OK, honestly, I was, too, but I knew how much the truck could carry, and we already had a couple of boxes from a sale earlier in the afternoon.   With each piece and/or lot bought, I mentally played a game of Tetris, trying to figure out placement in the truck.  By the end of the auction, we had spent more than $200, and after loading the truck, the only free space was my front seat; Ella had to sit cross-legged on her seat because she had a large covered wagon lamp sitting on the floor.

What did we get? A little bit of everything, except for furniture, although we did buy a six foot folding metal baker's rack that I hoped would fit in the truck (it did, barely).  We got the typical glassware, linens, lamps, vintage signs, and too many knick-knacks.  I got a tote full of Atlanta Braves and Falcons collectibles, including seven signed baseballs, for $25.  I also bought a vintage railroad lamp for $2, and a nice Pepsi leather jacket for $7.
Gonna make me
some sodie pop
For myself, I bought a new SodaStream (makes homemade soda) for $5.  I had been wanting one, but didn’t want to pay $60 on Amazon.

We also bought a large brass raffle drum, which took up almost half our back seat. 

Needless to say, not all of it will fit in our current antique booth, which is already filled to the brim.  We had been discussing with John and Heather, the owners of the antique mall, about renting either a larger booth or a second booth, and on Sunday, Heather showed us a very large booth that will be available in August.  The rent on the larger booth is roughly $100 more than we are paying now, and having both booths will almost triple what we have to sell each month to break even.  It’s a scary move, but in for a nickel, in for a dime. 

Earlier on Saturday, we attended a storage unit auction, and watched 13 units go to the highest bidder.  Most were trash (no “wow factor”), but the 10X30 unit held promise … the promise of hard work and questionable profit (it went for $400).  Ella really wanted that unit, but, fortunately, I talked her out of it.

We also went to several yard sales, and I found, among other things, a vintage Macon Whoopee hockey stick decoration for $5.  Defunct sport team memorabilia always sells, and while it’s not as good as the Whoopee jersey that I sold for $300 two years ago, it should bring a nice profit.

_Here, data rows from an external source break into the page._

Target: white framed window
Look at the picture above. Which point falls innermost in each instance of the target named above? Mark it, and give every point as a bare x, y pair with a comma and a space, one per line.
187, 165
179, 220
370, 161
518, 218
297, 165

Toward the end of the morning, we purchased three bikes (don’t ask me why).  The first bike was a small BMX-style bike painted up like the General Lee from The Dukes of Hazzard (OK, that’s why).  The second was a near vintage beach cruiser-type bike with a more comfortable seat than my current bicycle, and the third was a literally brand new girls bike; the bike still had the plastic on the wheels and seat.  We negotiated a price of $100, which included two new in package G.I. Joes (worth $30 each) that I had picked up.

Obviously, Saturday was a full day.  Sunday was spent sorting Saturday’s bargains, packing stuff, and working briefly on our booth.

Sales for the past week have been mediocre, but at least that’s a step up from awful.  We sold $92 worth at the booth, which pushes us into the black for the month.  Amazon and other assorted venues remain steady, but still not meeting my goal.  Ebay stepped up a bit, with a couple of good ka-chings, including my vintage Lite-Brite, and my Awana DVDs.

My vintage Lite-Brite sold quickly, but wasn't worth a whole lot
I bought these on instinct; they sold fast and for good money
I need a vacation, but I’d probably just work through it, so what’s the point?

1 comment:

  1. I would've loved to have been at that auction! Sounds like you guys got a ton of stuff for cheap!!